On 27th April, my publisher did a ‘cover reveal’ for The Dover Café at War. I spent the morning doing my bit on social media, feeling almost like a real author. Then my sister called and before I had managed to say a word, she blurted out two words that tipped my world on its axis: ‘Daddy’s died.’
And just like that lockdown ended for me as I raced to be with my devasted mother. ‘I’d just kissed his bald spot, like I did every day,’ my mother explained through her tears when I got there. ‘And he just died.’
I thought back with regret to how, just after lockdown, my father had asked if I’d visit and I’d refused. ‘Stuff and nonsense,’ he’d blustered. ‘What harm can there be in you driving here and back?’ Despite working for the government all his life, my father was low-key anti-establishment.
I spoke to my parents most days, and we also did a weekly family zoom call, which my father found perplexing – he was a clever man, but technology baffled him. We had a call two days before he died. ‘That’s a substantial amount of money, Gillian,’ he chastised, when I told him I’d taken out a £14.99 pm subscription to Zoom.
That is almost the last thing he ever said to me. And it was so typical of him – concerned, caring, but also a little disapproving and critical – that it makes me smile.
After the funeral, I found I had lost my writing mojo, so I allowed myself a month to grieve before starting again. My children helped – the weeks of lockdown and the shock of my father’s death maturing them almost overnight. When I finally started again, I upped my output. Three thousand words a day, five days a week.
Then, on 2nd July, the ebook of The Dover Café at War was published and I was busy doing social media posts when my sister called…

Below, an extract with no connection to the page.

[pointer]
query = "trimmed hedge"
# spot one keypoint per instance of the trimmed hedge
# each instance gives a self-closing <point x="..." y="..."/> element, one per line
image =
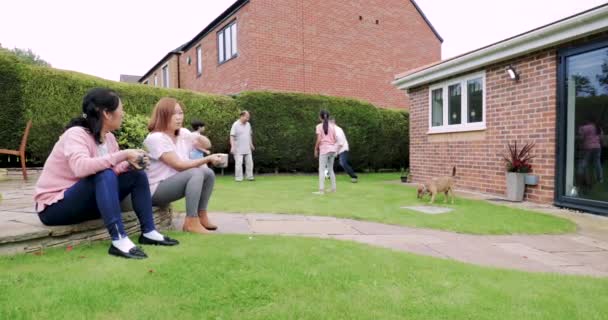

This year has changed so much in my life. But the positives have come through family bonds and my relationship with my children. They have had their own struggles: the sudden death of their grandfather, the results fiasco, and my daughter graduating from university into a world with few job opportunities. But if this year has shown me anything, it’s that you just have to put your head down and keep going. Twenty-four hours a day, seven days a week.